The Road to Hell paved with good intentions.

Bast, please spare me from the well intentioned. You know, those friends (we all have em) who are wonderfully caring and really, truly want to be helpful but just can’t quite manage to follow through on any of their offers, promises and/or plans.

Why do any of us crap out on our aims? Life has a funny way of getting in the way of plans. Family gets sick, I get sick. Work deadlines sneak up on me. The car goes into the shop after hitting one too many potholes. Shit trips me up. Still, there are some folks for whom follow through is no more than a distant, maybe mystical, island they rarely visit.

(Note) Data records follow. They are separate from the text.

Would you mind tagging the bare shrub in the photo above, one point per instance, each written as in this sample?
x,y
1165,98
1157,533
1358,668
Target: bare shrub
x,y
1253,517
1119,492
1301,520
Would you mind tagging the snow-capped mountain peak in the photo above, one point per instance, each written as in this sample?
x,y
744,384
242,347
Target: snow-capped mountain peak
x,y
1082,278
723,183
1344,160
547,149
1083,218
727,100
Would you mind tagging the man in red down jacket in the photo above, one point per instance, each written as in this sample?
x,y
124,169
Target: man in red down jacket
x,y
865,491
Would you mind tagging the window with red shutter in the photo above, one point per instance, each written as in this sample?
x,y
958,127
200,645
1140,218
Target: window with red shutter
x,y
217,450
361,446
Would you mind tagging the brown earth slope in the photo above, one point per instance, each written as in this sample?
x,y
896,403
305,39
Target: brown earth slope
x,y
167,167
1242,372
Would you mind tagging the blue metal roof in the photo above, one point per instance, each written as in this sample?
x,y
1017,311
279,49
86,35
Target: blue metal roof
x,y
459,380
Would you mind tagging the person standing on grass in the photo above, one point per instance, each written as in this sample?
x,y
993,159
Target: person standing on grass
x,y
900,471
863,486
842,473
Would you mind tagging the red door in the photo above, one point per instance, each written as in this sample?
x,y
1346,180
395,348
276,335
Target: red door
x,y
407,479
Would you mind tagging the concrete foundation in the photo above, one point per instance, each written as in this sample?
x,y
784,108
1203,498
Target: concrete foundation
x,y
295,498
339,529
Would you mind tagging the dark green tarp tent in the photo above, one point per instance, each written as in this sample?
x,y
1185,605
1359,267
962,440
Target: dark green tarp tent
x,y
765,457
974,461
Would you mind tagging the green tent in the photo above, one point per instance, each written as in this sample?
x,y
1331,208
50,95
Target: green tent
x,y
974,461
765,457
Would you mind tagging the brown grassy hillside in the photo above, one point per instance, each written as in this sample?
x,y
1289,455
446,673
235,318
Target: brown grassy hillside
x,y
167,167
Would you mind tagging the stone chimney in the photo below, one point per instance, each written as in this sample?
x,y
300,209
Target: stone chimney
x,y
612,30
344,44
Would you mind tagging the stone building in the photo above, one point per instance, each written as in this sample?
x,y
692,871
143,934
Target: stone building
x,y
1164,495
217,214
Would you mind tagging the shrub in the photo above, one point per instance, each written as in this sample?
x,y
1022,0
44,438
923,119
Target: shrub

Why? I suppose the thing I’ve noticed, that my well meaning acquaintances have in common, is that they all have a decided shortage of pragmatic thinking. They don’t fully think out all the steps/elements of a process, nor do they consider the potential problem points that might arise.

From Forbes:
Pragmatic leaders focus on the practical, “how do we get this done,” side of any task, initiative or goal.  They can erroneously be viewed as negative in their approach when in fact they simply view the entire picture (roadblocks included) to get to the end result.  It’s a linear, practical way of thinking and “doing.”
Idealist leaders focus on the visionary, big ideas.  It could be argued that they focus more on the end result than the path to get there, and they can erroneously be viewed as looking through rose-colored glasses when, in fact, they simply “see” the end goal and truly believe there is a way to get there.
Both sides of the coin are needed and most of us are a mix (whether we’re leaders or no). My well intentioned pals? They’re pure idealists who will always, it seems, believe that because they want something to be so then *PRANG* it will be. 2+2 can equal 5 because they need/want it to.

Jean—such a warm, big-hearted sort. She's always offering to give me rides here and there when I’m in a tough spot.
Lifts to or home from MGH?
Me and a big box of pots need to get to a crafts fair where I’m to be a seller?

Yes! She enthusiastically offered—I hadn’t asked—but then OOPSIE she got caught up in this or that and totally forgot. So sorry!

This translated into me spending, in one instance, insane buckos on cab fare and, the second time, not getting to sell my wares at the once a year show opportunity. There was also, in both cases mega frustration and worry (why hasn’t she shown up? Has she been in an accident? Is she OK?).

I lost income, spent money unnecessarily (taxis) and had astoundingly stressful days. Needless.

Jean’s still a lovely person but I learned my lesson well and good. Her offers to assist are sweet thoughts and kind wishes, no more—from a realistic standpoint that is. I appreciate the sympathetic impulses but I know to never accept one of her offers. They’re relatively benign versions of Lucy pulling the football away from Charlie Brown at the last minute. Had I known what she was like from the outset, I would have thanked her kindly and said “thanks, I’m all set” even if not.

Do you suppose Jean and her compatriots in pragmatic thought fail are at all aware of this glitch in their respective matrices?